Right now we treat adversaries as special things with their own loops and callbacks, when really we should just treat them like LightningModules. Doing so means that we can just use a Trainer to fit its parameters. This PR attempts to make that so.

As of dcf7599, there is a bug in adversarial training.

Depends upon #146 and #147.

Type of change

Please check all relevant options.

Testing

Please describe the tests that you ran to verify your changes. Consider listing any relevant details of your test configuration.

Before submitting

Did you have fun?

Make sure you had fun coding 🙃

dxoigmn commented 1 year ago

I started splitting this PR into pieces. I think I'll also try to stick to the same config structure.

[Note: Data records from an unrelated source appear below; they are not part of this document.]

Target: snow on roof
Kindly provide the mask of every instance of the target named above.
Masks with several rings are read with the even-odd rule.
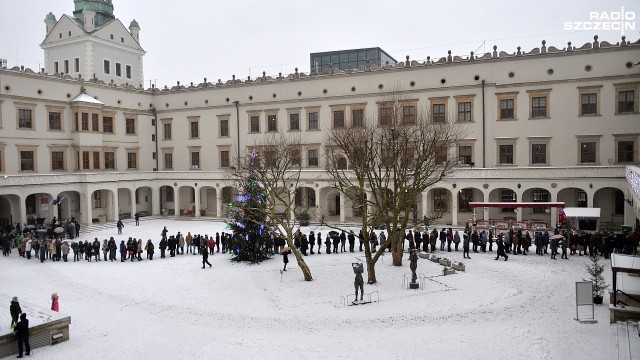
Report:
[[[567,217],[599,218],[600,208],[564,208]]]

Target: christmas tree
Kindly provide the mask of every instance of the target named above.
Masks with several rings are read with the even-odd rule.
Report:
[[[260,262],[268,259],[267,244],[271,238],[267,222],[266,196],[253,171],[257,154],[249,156],[249,175],[244,178],[242,192],[229,204],[227,227],[233,231],[230,249],[235,261]]]

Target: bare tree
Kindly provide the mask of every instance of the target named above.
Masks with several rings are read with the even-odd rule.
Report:
[[[453,171],[457,159],[447,154],[461,135],[458,126],[434,122],[399,91],[378,103],[376,116],[329,131],[328,172],[334,187],[360,210],[369,283],[376,282],[375,264],[388,247],[393,265],[402,265],[404,229],[416,200]],[[425,214],[422,222],[445,210]],[[384,226],[388,239],[372,254],[367,240],[374,226]]]
[[[250,155],[254,158],[251,166]],[[240,169],[231,175],[239,182],[253,172],[264,190],[265,221],[274,225],[276,234],[284,238],[296,257],[305,281],[312,281],[311,271],[293,243],[293,229],[300,213],[295,206],[295,189],[300,181],[300,141],[282,133],[270,134],[247,149],[240,159]]]

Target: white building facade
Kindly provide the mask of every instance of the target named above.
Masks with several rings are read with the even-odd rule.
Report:
[[[63,28],[82,30],[78,24],[63,16],[47,39]],[[58,48],[45,40],[44,73],[0,70],[0,223],[54,216],[92,223],[135,212],[224,218],[237,192],[225,175],[237,149],[243,153],[276,132],[301,139],[298,205],[312,219],[355,220],[325,171],[326,132],[354,120],[378,121],[381,97],[390,90],[399,91],[406,107],[425,109],[432,121],[456,122],[465,133],[447,154],[458,168],[416,199],[414,218],[446,207],[440,222],[455,226],[471,218],[469,202],[558,201],[601,208],[601,224],[637,221],[639,205],[631,199],[640,194],[627,179],[640,163],[634,66],[640,41],[596,37],[565,48],[543,42],[528,52],[494,49],[314,76],[296,69],[287,76],[142,89],[137,33],[117,20],[102,29],[109,30],[99,40],[82,41],[94,50],[100,43],[104,52],[87,52],[85,31],[77,44]],[[118,42],[124,32],[138,48],[103,38],[113,33]],[[81,64],[92,58],[93,67],[82,76],[51,71],[53,62],[71,59],[83,46]],[[107,58],[135,65],[133,55],[136,81],[91,74]],[[56,198],[60,204],[52,205]],[[557,212],[484,208],[477,216],[554,226]]]

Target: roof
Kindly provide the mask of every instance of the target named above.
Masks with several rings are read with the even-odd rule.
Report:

dxoigmn commented 1 year ago

There is a bug introduced in b6afdd14b276987d821905a1844ec7c4df611621 with adversarial training of CIFAR10. I'm not sure where it is but this should be a good opportunity to write a test :)

Found it and wrote a test!

dxoigmn commented 1 year ago

One thing that may be worth pull out of this PR is the change to gain.

Done.

dxoigmn commented 1 year ago

I started breaking up this PR into smaller PRs hence the dismissed review.

dxoigmn commented 1 year ago

I made another batch of changes to this PR to accommodate the changes in #132. As such, the tests need to be fixed. Additionally, there are some other changes related to types (e.g., relying upon Iterable[torch.Tensor] instead of tuple) that can be pulled out and made more generally useful. I created #134 for those changes.

mzweilin commented 1 year ago

I tried to run adversarial training on 2 GPUs but failed. Then hiding perturber parameters accidentally resolved the issue.

python -m mart \
experiment=CIFAR10_CNN_Adv \
trainer=ddp \
trainer.devices=2 \
model.optimizer.lr=0.2 \
trainer.max_steps=2925 \
datamodule.ims_per_batch=256
  File "/home/weilinxu/coder/MART/.venv/lib/python3.9/site-packages/torch/nn/parallel/distributed.py", line 807, in <listcomp>
    for param_name, param in module.named_parameters(recurse=False)
  File "/home/weilinxu/coder/MART/mart/attack/perturber.py", line 83, in named_parameters
    raise MisconfigurationException("You need to call configure_perturbation before fit.")
pytorch_lightning.utilities.exceptions.MisconfigurationException: You need to call configure_perturbation before fit.